Verletzt sah ich zur Seite.

,,War doch nur Spaß." Sie strich sich einmal über ihr enges weißes Rüschchen-Top, wobei mir ihre rot lackierten und gepflegten Nägel auffiehlen.
,,Du kannst natürlich mitkommen, aber naja.. ich glaube, du hängst schon ziemlich sehr an Cath, was manchmal recht anstrengend für sie ist."

Meine Befürchtungen machten sich leider wahr. Ich war Belast für Catherine oder "Cath", wie Aurora sie nannte. Das tat mir doch leid; ich wollte das doch nicht! Aber die Message hinter ihrer Rede sprang mir wie ein Neonmarker ins Auge.

Sie wollten mich nicht dabei haben

,,Ist okay, Aurora, ich gehe direkt nach Hause oder noch einmal selber in die Stadt. Ich wünsche euch viel Spaß."
Ich sah wieder hoch in ihre grün funkelnen Augen. Sie fokussierten mich streng. ,,Ja danke, wie auch immer, ich gehe jetzt. Man sieht sich."
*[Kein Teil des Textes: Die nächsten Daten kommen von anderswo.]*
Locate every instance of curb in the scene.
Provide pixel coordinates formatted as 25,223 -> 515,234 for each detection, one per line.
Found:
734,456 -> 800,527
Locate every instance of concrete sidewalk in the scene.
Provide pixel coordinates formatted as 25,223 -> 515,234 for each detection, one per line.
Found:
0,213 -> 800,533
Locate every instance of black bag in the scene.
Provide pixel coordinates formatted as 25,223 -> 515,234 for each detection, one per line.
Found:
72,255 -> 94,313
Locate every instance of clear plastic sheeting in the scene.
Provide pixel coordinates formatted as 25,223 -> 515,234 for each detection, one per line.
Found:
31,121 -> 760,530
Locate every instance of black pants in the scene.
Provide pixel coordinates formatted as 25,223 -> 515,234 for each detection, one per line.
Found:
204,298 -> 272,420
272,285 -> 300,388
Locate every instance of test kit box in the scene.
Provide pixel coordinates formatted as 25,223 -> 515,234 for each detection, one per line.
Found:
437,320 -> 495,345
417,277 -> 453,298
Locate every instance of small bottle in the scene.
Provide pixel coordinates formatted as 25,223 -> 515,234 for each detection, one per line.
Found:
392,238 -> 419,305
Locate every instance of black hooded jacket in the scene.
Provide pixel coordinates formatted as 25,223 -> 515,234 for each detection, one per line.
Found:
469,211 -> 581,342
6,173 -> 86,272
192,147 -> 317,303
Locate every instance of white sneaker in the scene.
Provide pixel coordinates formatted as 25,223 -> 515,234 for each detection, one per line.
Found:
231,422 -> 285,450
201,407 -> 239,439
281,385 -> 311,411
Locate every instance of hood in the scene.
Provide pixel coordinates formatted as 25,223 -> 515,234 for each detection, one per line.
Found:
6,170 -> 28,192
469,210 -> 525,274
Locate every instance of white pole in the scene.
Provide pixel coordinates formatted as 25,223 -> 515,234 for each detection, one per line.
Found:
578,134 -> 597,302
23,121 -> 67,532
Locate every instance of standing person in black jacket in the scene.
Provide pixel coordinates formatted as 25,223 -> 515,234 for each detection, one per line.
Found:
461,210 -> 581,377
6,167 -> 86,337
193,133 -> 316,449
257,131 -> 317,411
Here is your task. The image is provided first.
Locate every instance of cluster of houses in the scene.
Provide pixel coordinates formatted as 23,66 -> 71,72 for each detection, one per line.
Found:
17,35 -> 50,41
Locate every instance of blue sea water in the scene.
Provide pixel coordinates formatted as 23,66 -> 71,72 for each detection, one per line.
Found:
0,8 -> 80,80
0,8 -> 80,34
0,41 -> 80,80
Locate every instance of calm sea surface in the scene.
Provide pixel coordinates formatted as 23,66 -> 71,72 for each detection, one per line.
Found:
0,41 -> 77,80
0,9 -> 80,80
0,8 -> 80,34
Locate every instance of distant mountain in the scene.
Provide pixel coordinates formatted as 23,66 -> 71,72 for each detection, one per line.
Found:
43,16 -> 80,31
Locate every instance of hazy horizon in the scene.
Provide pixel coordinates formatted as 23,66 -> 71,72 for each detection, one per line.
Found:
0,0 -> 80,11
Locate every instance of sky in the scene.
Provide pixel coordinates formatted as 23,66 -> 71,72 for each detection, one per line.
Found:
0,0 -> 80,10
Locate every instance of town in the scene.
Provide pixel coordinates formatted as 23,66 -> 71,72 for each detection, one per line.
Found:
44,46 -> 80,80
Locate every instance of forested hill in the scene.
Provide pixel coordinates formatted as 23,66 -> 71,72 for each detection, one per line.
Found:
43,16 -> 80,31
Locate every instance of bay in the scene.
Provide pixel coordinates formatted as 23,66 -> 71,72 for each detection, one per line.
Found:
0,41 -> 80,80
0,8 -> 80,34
Damit drehte sich die Blondine um und lief elegant aus der Bibliotheken, wobei sich einige Jungs nach ihr umdrehten. Aber wer konnte es ihnen verübeln? Sie war hübsch und hatte eine top Figur. Sie machte bestimmt viel Sport, hatte eine gute Ernährung und sonst auch gute Gene.

"Ich glaube, du hängst schon ziemlich sehr an Cath, was manchmal recht anstrengend für sie ist."

War ich echt so schlimm? Wieso zur Hölle machte ich alles kaputt?!
Vielleicht war ich nicht dazu bestimmt, enge Bindungen zu halten.
Vielleicht sollte es einfach so sein..

Meine Gedanken wurdem unterbrochen, als mir ein Taschentuch unter die Nase gehalten wurde. Verwundert schaute ich hoch und sah in die schönen blauen Augen von vorhin, in die Augen des Jungen von vorhin.
,,Hier", kam es freundlich und beruhigend aus seinem Mund.
Er hielt mir das Taschentuch weiterhin hin.

Geschockt fasste ich mir an meine nasse Wange. Ich habe geweint!
Schnell nahm ich das Geschenk an und tupfte mir damit unter meinem Wimperkranz bis zu meinem Kinn das Gesicht ab. Ich hatte gar nicht bemerkt, dass mir Tränen die Wange hinuntergerinnt sind.

Es herrschte eine peinliche Stille zwischen uns. Wer war er und wieso tat er das für mich? War es eine Wette? Ein Spiel? Verwechselte er mich mit jemand anderen?

 ,,Gehts wieder?" Fürsorglich schaute mich der Braunhaarige an, der sich inzwischen mir gegenüber gesetzt hat

Lächelnd nickte ich. ,,Danke."
Nun war er derjenige, der lächelnd nickte.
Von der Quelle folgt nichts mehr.